— Так ты единственная из боевых магов, кто уцелел? — наконец спросил он.
Вопрос взбудоражил колдунью, и она отвернулась.
— Представь себе. Не приписывай это моим способностям. Мне просто повезло.
Если он и почувствовал горечь в ее словах, то не подал виду. Двое его товарищей склонились над Хохолком.
Дырявому Парусу вновь стало не по себе. Она облизала губы. Между солдатами и умирающим происходил какой-то разговор, но все говорили очень тихо. Потом Хохолок засмеялся, и его смех ударил по ней.
— Твой долговязый товарищ, он маг? — спросила она у сержанта.
Бурдюк хмыкнул.
— Его зовут Быстрый Бен.
— Похоже, он родился с другим именем.
— Угадала.
Колдунья повела плечами, чтобы хоть ненадолго унять тупую боль в пояснице.
— Мне нужно познакомиться с ним поближе, сержант. Такую силу, как у него, сразу замечаешь. Он не новичок в магии.
— И здесь ты угадала. Не новичок.
Односложные ответы начали злить колдунью.
— Я хочу знать: что здесь происходит?
Бурдюк поморщился.
— Если внешне, то почти ничего… Эй, Быстрый Бен! — окликнул он товарища.
Маг обернулся.
— Заканчиваем последние приготовления, сержант, — сказал он, улыбнувшись белыми зубами.
— Клобук вас всех накрой, — пробормотала сквозь зубы Дырявый Парус.
Девчонка, словно изваяние, стояла все на том же месте и следила за отрядами морантов, входящих в город. Почувствовав на себе взгляд колдуньи, она резко обернулась. Выражение девичьего лица насторожило Дырявый Парус, и она отвела глаза прочь.
— Это все, что осталось от твоего взвода, сержант? Два полевых мародера и жадная до крови новобранка?
— У меня осталось семеро, — спокойно ответил Бурдюк, словно его спросили о каком-то пустяке.
— А сколько было сегодня утром?
— Пятнадцать.
«Что-то здесь не так».
Молчать было невыносимо, и колдунья сказала:
— Хорошо, хоть кто-то уцелел.
Увидев побелевшее лицо Бурдюка, она молча выругалась.

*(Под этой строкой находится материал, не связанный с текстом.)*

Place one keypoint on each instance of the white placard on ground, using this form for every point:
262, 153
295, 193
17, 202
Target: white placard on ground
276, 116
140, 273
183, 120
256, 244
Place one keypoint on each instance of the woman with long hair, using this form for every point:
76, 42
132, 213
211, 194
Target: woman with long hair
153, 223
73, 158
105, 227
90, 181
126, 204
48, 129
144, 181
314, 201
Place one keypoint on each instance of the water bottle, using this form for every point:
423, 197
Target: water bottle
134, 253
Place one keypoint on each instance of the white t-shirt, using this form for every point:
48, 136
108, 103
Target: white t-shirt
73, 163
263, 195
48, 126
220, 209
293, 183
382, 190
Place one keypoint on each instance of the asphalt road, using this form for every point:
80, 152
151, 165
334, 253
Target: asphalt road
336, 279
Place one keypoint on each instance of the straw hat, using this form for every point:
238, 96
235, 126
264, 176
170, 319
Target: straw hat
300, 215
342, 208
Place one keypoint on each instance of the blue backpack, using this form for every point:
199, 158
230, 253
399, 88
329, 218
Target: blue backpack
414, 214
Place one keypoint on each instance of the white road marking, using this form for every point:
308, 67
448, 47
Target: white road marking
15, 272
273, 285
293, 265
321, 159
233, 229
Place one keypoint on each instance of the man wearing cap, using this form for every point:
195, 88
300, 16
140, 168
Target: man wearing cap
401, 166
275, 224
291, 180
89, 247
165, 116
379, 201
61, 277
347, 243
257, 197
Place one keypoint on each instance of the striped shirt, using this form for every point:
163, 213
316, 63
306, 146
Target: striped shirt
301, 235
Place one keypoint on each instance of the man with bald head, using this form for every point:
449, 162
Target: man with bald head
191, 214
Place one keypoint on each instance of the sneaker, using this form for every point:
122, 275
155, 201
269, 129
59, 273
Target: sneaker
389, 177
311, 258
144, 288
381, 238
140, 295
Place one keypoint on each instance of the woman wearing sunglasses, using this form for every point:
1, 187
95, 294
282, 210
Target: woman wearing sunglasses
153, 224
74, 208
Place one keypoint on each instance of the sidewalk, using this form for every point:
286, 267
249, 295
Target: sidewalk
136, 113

— Не сомневаюсь: те, кого вы потеряли, были храбрыми воинами.
— Они храбро умирали, — ответил сержант.
Жестокость этих слов больно ударила но колдунье. Ее качнуло. Дырявый Парус прищурила глаза, отгоняя слезы растерянности и отчаяния.
«Слишком много всего случилось за это утро. Я не готова к такой лавине событий. Я не готова к встрече с Бурдюком, сгибающимся под тяжестью легенд о своих подвигах. Сколько же тысяч чужих смертей успел повидать этот человек?»
За минувшие три года «сжигатели мостов» почти не показывались. Едва началась осада, им дали задание устроить подкоп под массивные древние стены города. Приказ об этом пришел прямо из столицы и являл собой либо злую шутку, либо полнейшее невежество столичных чинов. Долина, в которой стоял город, была сплошным нагромождением скал и валунов, оставшихся здесь с незапамятных времен, когда по ней двигался ледник. Городу не напрасно дали название Крепыш. Взять штурмом его стены было практически невозможно, подкопаться под них — тоже. Если снаружи воинам империи противостояли вооруженные противники, под земной толщей им угрожали многочисленные трещины и разломы. Эти «колодцы Клобука», как их окрестили «сжигатели мостов», уходили столь глубоко, что даже боевые маги не могли определить, где дно. Однако приказ есть приказ.
«Три года они безвылазно сидели под землей! Когда же они в последний раз видели солнце?»
Подумав об этом, колдунья оцепенела.
— Сержант, утром вы все находились в своих туннелях? — спросила она.
Ей достаточно было видеть, как гримаса боли исказила его лицо.
— В каких туннелях?
С этими словами Бурдюк прошел мимо нее. Дырявый Парус поспешила за ним и схватила его за руку. Похоже, такого сержант никак не ожидал.
— Послушай, Бурдюк. Ты ведь многое понял, — прошептала она. — И про меня, и про то, что случилось на холме, и про гибель наших солдат. Мы потерпели поражение. Мне стыдно за свое бессилие.
Он вырвал свою руку и отвел глаза.
— Бесполезно стыдиться и сожалеть. Этим мы ничего уже не исправим.
Бурдюк вернулся к чернокожим солдатам.
— Если желаешь знать, колдунья, утром нас было тысяча четыреста человек.
Голос девчонки раздался у нее за спиной. Дырявый Парус обернулась. Так и есть, девчонка не старше пятнадцати лет. Исключение составляли лишь глаза с тусклым блеском истрепанного стихиями оникса. У нее были бесчувственные глаза древней старухи.